1. Field of the Invention
The present invention relates to an image forming apparatus and an image forming control method, and in particular to an image forming apparatus and an image forming control method that carry out full-color image formation by primarily transferring a toner image formed on a photosensitive drum onto an intermediate transfer member and secondarily transferring the toner image on the intermediate transfer member onto a recording medium.
2. Description of the Related Art
Conventionally, there has been known an image forming apparatus that forms a full-color image by forming a latent image on a photosensitive drum according to an electrophotographic method (laser beam method) and developing the latent image by causing toners of respective colors to adhere to the latent image, then primarily transferring the toner images on the photosensitive drum onto an intermediate transfer member and secondarily transferring the toner images on the intermediate transfer member onto a recording medium. An image forming apparatus of this type employs a technique which forms, in carrying out image formation on a recording medium such as thick paper or an OHP sheet, a full-color image by writing toner images of the respective colors (by exposing the photosensitive drum) starting from a reference position on an image carrier (i.e., the photosensitive drum and the intermediate transfer medium) to thereby form the toner images on the image carrier. Japanese Laid-Open Patent Publication (Kokai) No. 05-216323 discloses a technique that, to obtain a sharp image in “OHP mode” or “glossy mode”, the processing speed (i.e. rotational speed of the photosensitive drum) is reduced to 1/n without changing the scanning speed of an optical writing means so that optical writing is carried out for only one scanning line out of every n scanning lines, that is, a technique that reduces the processing speed during image formation and carries out image formation for lines that are reduced in number by an amount corresponding to the drop in speed in a subscanning direction during exposure of the photosensitive drum, transfers toner images onto a recording medium, and fixes the toner images.
This technique that carries out image formation for a reduced number of lines can be easily implemented when the reduced processing speed is ½ or ¼ of the normal processing speed, but when the reduced processing speed is ⅓ or ⅔ of the of the normal processing speed, there has been the problem that it is necessary to use complicated hardware circuits of a laser exposure device and the like that carries out exposure processing.

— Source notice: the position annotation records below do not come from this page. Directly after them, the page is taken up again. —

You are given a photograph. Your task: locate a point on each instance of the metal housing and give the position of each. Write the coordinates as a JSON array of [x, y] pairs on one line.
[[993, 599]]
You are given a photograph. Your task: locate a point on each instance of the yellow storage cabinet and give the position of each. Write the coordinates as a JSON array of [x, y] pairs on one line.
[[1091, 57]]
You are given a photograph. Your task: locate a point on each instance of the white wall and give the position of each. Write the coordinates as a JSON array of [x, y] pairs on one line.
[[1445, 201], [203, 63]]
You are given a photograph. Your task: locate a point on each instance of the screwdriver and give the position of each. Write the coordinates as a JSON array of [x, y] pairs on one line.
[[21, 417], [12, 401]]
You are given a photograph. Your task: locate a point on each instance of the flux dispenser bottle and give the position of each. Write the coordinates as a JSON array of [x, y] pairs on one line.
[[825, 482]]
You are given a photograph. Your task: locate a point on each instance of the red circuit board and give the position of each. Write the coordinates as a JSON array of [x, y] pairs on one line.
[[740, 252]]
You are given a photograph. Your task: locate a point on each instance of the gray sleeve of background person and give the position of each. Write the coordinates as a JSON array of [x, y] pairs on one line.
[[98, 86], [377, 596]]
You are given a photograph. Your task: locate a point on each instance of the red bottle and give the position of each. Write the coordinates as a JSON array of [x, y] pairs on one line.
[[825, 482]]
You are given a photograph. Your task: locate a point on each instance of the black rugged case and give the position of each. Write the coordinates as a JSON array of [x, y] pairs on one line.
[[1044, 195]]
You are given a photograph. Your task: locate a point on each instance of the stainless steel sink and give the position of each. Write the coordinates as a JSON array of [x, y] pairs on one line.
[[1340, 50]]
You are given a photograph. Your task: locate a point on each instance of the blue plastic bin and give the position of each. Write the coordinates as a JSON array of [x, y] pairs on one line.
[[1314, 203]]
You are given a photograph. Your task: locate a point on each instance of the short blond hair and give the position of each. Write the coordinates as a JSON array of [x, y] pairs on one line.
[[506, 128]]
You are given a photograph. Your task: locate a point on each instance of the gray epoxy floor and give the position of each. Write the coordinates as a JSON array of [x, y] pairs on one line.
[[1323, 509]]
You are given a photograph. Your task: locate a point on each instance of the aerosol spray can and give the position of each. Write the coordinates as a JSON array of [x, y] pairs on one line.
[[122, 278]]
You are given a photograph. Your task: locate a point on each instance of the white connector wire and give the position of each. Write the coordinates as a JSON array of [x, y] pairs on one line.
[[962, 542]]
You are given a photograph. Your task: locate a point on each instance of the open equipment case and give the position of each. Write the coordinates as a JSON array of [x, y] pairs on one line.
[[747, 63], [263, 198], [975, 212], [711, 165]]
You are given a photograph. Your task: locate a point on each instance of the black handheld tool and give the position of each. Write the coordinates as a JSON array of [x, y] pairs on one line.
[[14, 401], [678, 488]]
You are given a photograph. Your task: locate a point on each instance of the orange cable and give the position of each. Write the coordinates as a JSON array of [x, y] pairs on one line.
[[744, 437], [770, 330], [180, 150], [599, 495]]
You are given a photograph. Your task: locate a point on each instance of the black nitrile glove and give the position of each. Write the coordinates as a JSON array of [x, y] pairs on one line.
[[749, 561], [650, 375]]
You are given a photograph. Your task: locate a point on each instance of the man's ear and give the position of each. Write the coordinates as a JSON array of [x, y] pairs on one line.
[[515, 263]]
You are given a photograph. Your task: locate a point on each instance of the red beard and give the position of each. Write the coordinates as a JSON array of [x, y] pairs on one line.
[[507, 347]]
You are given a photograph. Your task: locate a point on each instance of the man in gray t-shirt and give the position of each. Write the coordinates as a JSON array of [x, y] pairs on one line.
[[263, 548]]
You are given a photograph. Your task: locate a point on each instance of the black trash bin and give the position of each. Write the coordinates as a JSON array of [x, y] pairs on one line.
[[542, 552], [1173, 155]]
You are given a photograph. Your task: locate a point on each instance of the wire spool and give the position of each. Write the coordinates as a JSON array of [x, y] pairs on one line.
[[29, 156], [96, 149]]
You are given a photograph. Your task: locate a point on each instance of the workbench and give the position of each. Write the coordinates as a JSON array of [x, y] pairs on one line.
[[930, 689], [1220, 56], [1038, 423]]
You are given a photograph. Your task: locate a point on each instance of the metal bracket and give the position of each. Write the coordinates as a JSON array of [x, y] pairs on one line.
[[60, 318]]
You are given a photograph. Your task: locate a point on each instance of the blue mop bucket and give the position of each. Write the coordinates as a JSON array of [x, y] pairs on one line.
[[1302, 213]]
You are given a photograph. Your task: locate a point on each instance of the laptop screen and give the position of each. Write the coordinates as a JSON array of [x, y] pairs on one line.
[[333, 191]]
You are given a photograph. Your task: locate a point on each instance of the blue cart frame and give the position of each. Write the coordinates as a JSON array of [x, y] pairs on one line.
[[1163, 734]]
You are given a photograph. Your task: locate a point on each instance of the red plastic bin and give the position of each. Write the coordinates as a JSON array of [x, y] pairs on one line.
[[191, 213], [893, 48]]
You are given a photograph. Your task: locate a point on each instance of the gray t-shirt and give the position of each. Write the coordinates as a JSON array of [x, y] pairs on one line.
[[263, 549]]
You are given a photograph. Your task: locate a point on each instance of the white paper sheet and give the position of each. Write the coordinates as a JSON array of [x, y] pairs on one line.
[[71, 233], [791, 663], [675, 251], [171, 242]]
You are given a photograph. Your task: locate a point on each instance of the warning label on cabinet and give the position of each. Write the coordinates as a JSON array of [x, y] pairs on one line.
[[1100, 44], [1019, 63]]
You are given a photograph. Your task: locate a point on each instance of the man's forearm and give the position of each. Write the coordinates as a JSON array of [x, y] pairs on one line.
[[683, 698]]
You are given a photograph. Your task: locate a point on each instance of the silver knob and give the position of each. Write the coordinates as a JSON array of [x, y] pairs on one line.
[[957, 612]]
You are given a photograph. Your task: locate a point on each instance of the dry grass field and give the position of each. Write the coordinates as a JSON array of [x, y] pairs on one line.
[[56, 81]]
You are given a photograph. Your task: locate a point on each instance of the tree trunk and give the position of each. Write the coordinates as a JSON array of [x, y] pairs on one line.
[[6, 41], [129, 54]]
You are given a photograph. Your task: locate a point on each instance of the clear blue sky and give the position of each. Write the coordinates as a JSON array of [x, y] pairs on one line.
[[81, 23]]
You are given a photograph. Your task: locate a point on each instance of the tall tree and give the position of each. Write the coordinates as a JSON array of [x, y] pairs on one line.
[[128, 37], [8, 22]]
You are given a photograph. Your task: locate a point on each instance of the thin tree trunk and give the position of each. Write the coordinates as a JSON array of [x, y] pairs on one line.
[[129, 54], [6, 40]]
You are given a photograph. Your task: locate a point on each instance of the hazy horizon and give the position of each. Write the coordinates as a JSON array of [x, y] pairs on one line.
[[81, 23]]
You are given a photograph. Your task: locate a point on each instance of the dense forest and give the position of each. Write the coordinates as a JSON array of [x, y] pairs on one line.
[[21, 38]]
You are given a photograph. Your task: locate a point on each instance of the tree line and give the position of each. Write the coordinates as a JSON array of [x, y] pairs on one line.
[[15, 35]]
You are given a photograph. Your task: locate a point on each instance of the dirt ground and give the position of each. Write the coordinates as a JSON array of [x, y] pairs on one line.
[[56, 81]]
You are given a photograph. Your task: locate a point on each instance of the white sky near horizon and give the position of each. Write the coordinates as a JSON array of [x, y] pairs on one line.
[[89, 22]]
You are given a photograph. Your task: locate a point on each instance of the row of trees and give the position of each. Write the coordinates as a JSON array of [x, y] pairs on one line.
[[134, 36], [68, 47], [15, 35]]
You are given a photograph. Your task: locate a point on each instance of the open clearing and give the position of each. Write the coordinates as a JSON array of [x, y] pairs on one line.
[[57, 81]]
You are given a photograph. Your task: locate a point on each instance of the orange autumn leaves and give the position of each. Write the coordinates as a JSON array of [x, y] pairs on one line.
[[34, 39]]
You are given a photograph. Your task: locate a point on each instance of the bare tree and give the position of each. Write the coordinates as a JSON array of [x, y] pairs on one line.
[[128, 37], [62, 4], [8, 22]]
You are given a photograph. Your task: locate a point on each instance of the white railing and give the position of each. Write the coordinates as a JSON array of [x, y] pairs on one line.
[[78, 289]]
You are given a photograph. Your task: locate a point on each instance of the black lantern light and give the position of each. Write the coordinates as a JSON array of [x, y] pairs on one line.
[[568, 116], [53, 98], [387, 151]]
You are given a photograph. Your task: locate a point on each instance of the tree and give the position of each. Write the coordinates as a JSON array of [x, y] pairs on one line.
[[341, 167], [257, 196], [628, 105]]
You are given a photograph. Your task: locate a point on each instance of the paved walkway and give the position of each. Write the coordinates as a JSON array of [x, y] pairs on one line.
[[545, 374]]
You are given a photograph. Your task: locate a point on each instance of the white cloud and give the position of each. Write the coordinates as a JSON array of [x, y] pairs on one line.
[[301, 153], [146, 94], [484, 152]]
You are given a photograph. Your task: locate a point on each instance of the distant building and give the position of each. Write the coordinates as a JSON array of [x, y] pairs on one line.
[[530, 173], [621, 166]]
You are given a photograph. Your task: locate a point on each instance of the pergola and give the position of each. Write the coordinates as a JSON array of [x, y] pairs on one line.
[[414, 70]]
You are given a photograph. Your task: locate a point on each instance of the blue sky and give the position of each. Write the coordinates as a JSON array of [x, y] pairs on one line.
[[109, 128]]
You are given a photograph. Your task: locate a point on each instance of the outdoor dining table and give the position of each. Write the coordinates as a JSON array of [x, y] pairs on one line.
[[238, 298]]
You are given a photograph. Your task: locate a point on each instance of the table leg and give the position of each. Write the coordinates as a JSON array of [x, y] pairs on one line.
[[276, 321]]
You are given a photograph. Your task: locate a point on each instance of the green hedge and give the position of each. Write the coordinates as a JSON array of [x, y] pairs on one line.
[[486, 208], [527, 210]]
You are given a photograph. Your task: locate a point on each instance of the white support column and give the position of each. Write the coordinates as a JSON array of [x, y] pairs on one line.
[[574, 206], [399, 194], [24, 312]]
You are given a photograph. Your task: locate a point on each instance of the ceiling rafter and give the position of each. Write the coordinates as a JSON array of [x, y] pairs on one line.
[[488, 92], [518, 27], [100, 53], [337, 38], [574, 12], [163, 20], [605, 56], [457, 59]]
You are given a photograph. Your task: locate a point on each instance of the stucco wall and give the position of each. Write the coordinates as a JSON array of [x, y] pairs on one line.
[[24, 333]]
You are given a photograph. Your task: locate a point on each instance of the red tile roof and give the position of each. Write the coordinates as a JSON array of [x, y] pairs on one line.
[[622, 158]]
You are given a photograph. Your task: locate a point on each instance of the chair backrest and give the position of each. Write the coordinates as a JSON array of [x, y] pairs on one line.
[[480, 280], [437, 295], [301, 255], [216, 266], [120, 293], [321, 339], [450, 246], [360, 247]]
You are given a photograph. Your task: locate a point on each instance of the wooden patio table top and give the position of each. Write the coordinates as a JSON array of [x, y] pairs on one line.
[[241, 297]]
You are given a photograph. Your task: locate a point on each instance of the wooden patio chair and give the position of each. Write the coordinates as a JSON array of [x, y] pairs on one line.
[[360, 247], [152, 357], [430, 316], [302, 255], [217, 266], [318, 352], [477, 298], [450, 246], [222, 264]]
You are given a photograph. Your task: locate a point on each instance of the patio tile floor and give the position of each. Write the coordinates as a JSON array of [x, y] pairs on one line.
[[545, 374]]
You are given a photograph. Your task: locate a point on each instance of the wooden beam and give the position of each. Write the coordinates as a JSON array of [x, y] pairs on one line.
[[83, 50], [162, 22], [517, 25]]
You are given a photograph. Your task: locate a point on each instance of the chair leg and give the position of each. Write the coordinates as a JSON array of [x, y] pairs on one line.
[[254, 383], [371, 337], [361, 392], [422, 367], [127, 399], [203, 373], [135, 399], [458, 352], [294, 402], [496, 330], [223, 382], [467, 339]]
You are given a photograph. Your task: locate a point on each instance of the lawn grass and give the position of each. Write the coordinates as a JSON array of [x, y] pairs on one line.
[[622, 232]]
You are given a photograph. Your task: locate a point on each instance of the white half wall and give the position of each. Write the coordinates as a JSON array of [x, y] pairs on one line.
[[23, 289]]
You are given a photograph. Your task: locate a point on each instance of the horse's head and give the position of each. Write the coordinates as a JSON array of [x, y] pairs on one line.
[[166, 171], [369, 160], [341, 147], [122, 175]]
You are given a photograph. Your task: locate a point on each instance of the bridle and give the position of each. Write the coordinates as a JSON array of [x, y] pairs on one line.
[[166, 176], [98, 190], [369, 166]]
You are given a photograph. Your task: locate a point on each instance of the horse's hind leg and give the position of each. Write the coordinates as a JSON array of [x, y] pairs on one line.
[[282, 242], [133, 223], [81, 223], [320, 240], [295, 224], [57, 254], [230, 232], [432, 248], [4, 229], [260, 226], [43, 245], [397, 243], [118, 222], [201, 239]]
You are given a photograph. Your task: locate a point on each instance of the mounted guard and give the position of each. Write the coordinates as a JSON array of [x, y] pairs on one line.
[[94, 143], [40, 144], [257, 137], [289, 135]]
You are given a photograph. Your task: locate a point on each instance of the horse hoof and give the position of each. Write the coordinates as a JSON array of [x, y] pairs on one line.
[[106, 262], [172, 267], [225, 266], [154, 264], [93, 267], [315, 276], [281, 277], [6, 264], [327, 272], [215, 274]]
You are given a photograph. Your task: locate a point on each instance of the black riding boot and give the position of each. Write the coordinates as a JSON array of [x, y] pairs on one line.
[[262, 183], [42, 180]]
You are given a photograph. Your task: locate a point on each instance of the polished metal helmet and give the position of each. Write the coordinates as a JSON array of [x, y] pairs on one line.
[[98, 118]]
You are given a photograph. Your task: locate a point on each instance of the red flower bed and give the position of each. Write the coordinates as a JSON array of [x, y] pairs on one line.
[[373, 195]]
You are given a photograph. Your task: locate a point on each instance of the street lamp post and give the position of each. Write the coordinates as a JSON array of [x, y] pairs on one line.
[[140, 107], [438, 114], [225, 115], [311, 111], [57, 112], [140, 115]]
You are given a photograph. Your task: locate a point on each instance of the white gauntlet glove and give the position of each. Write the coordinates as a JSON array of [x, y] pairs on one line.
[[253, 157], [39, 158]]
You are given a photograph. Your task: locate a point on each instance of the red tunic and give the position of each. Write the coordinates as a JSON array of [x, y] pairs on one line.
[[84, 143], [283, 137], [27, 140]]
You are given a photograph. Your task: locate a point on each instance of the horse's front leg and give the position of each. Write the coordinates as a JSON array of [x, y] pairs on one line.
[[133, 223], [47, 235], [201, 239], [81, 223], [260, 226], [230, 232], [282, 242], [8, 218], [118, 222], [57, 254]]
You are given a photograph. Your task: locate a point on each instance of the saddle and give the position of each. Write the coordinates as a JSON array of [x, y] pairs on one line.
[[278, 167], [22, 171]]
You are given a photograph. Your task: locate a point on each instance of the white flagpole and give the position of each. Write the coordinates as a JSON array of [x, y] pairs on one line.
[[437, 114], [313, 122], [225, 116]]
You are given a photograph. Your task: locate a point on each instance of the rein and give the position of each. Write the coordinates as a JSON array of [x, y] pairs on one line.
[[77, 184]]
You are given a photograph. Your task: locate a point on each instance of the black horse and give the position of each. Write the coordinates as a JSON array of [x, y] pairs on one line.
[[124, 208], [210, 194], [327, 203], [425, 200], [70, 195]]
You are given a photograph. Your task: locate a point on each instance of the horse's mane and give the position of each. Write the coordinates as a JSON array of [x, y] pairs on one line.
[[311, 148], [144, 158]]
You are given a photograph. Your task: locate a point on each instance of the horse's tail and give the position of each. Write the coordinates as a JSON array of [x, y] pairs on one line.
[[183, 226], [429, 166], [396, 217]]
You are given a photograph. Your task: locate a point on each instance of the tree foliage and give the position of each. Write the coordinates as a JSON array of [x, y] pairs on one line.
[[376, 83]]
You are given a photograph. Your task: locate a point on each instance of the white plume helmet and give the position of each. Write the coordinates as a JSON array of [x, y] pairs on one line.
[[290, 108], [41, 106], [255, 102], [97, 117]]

To solve this problem, there has been already developed a method that carries out an image forming process for forming images on an image carrier without changing the processing speed but changes the processing speed for carrying out processes including transferring toner images onto a recording medium and subsequent processes (for example, Japanese Laid-Open Patent Publication (Kokai) No. 07-140845).
However, the above prior art has the following problem. That is, when image formation is carried out by the above conventional image forming apparatus on plain paper or a like recording medium without changing the processing speed, in the case where a marking or the like that is formed in advance on an image carrier (intermediate transfer member) is detected and the detected position is used as a reference position (home position) during image writing, there is the problem that image writing cannot be started before the home position is detected. As one solution, it can be envisaged that the image carrier is stopped at a suitable position for subsequent image formation after completion of post-processing (processing such as cleaning off remaining toner from the image carrier) that follows the completion of image formation.
However, when the image carrier (intermediate transfer member) is a belt-shaped member, the image carrier is stretched over a plurality of rollers and rotatively driven, which leads to deterioration of the material of the image carrier due to tension. To avoid such deterioration, it is not possible to stop the image carrier exactly at the same position. Since it is thus not possible to always stop the image carrier at a suitable position following the post-processing mentioned above, time is required to detect the home position, depending on the position of the home position at the start of image formation, and the image formation can be only commenced after waiting for the time required for up to one full rotation of the image carrier at the maximum. This results in that an FCOT (First Copy Out Time) that is a period of time taken from the start of image formation (a process from charging to fixing with exposure, developing, and transferring in between) to discharging of a first recording medium for which image formation has been completed is excessively long.